An all-state running back in high school, Miles transitioned to wide receiver during his freshman season, with the coaching staff searching for the best way to utilize the athlete's impressive speed -- Miles was a state sprinting champion -- and playmaking ability. Now, Miles is splitting time between the backfield and several receiver positions, and the coaches are excited about the opportunity the sophomore has to make plays in several capacities on offense.
"The thing we really lacked the last few years is a big-play guy," Erickson said. "Whether it was in the running game or the passing game, where you can hit one for 60 [yards] and not have to hit your head against the wall all the time. We have that now. Not just with [Miles] but with a lot of those guys in the run and pass game."
Miles carried out of the backfield and lined up as a receiver during ASU's spring game and April, and he said he is excited about the opportunity to play various roles on offense.
"I like switching between running back and receiver because it gives me the opportunity to get the ball more," Miles said. "I want to get the ball as much as I can."
The coaching staff seems eager to put the ball in Miles' hands as well.
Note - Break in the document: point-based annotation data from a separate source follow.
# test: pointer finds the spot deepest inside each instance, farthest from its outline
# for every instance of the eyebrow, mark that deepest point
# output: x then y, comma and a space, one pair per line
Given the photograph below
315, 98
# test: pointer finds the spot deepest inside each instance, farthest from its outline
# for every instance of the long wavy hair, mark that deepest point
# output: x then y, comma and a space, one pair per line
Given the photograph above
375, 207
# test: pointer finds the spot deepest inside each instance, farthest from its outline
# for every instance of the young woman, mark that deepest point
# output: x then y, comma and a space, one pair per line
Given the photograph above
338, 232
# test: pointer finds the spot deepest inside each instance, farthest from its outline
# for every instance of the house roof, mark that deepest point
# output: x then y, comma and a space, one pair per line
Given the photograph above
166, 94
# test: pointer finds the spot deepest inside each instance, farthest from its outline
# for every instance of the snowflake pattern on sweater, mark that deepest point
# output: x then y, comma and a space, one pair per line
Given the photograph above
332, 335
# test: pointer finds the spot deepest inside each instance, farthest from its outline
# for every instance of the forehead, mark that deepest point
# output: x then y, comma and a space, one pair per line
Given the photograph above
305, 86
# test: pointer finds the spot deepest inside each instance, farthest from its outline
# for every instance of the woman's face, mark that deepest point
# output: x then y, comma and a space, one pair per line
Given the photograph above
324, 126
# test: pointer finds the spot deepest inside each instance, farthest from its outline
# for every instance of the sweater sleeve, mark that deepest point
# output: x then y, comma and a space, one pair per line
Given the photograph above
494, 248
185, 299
As a freshman, Miles became the team's primary kick returner and finished third on the team with 682 total yards.
While he hopes to retain his post on special teams, Miles said he worked tirelessly in the offseason in an effort to contribute in other facets of the game.
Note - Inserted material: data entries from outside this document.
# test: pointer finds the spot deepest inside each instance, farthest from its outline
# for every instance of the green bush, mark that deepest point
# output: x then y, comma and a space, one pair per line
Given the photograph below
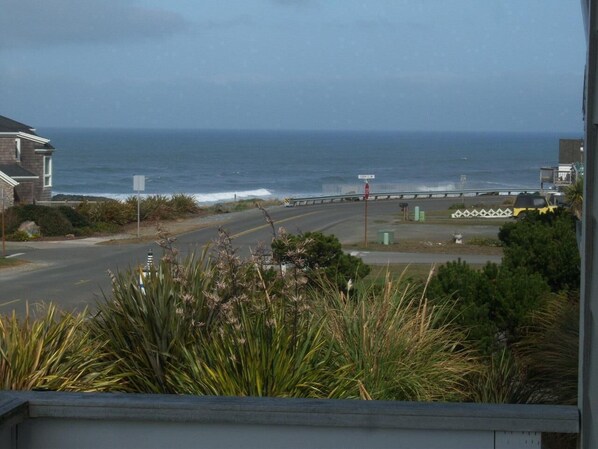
183, 204
490, 305
19, 236
318, 256
77, 219
111, 211
51, 221
544, 244
54, 351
His improvement has been evident thus far in fall camp -- as much as it can be before the pads get put on next week -- with Miles juking his way to a number of big runs that earned "oohs" and "aahs" from teammates on both sides of the ball.
"I've been working on my speed and being more physical so I can run through the tackles," Miles said. "I just want to help contribute to this team and get us to the Rose Bowl."
Omar Bolden has been impossible to ignore in the early stages of fall camp. The cornerback has been playing with an added energy he said has come as the result of being pinned on the sidelines with a knee injury most of last season.
At one stage of practice Thursday, sophomore wide receiver T.J. Simpson looked to be in the clear to make a big play after taking the ball on a reverse, but Bolden closed in a hurry from the other side of the field to stuff the play before it could gain ground.
He's also been blanketing receivers during one-on-one drills, making free space and separation by his counterparts hard to come by.
"Omar is the best I've ever seen him and it's not even close," Erickson said. "He's a leader, but he's [also] healthy. He worked his rear end off like all of them did this summer. He looks good."
While it's hard to make full evaluations until players tie up the pads and start increasing the confident, junior Dan Knapp appears to quickly becoming comfortable at left tackle after moving to that spot from tight end at the end of the spring.
Knapp has gained about 30 pounds since the beginning of the year, and his athleticism has paid dividends as he adjusts to his new position.
"He's strong, he's athletic and he can can protect," Erickson said. "The run blocking and all the things he did at tight end are the same. The new thing is pass protecting, and he's so athletic if you watch him in one-on-one [drills] and some of those things, he's awfully good. I'm happy with what I've seen."
Sophomore linebacker Vontaze Burfict missed Thursday's practice with a sprained left ankle he suffered during warmups. Burfict spent much of the session with ice on the ankle, but Erickson said the injury is "not serious" and added that Burfict may miss a couple days of practice.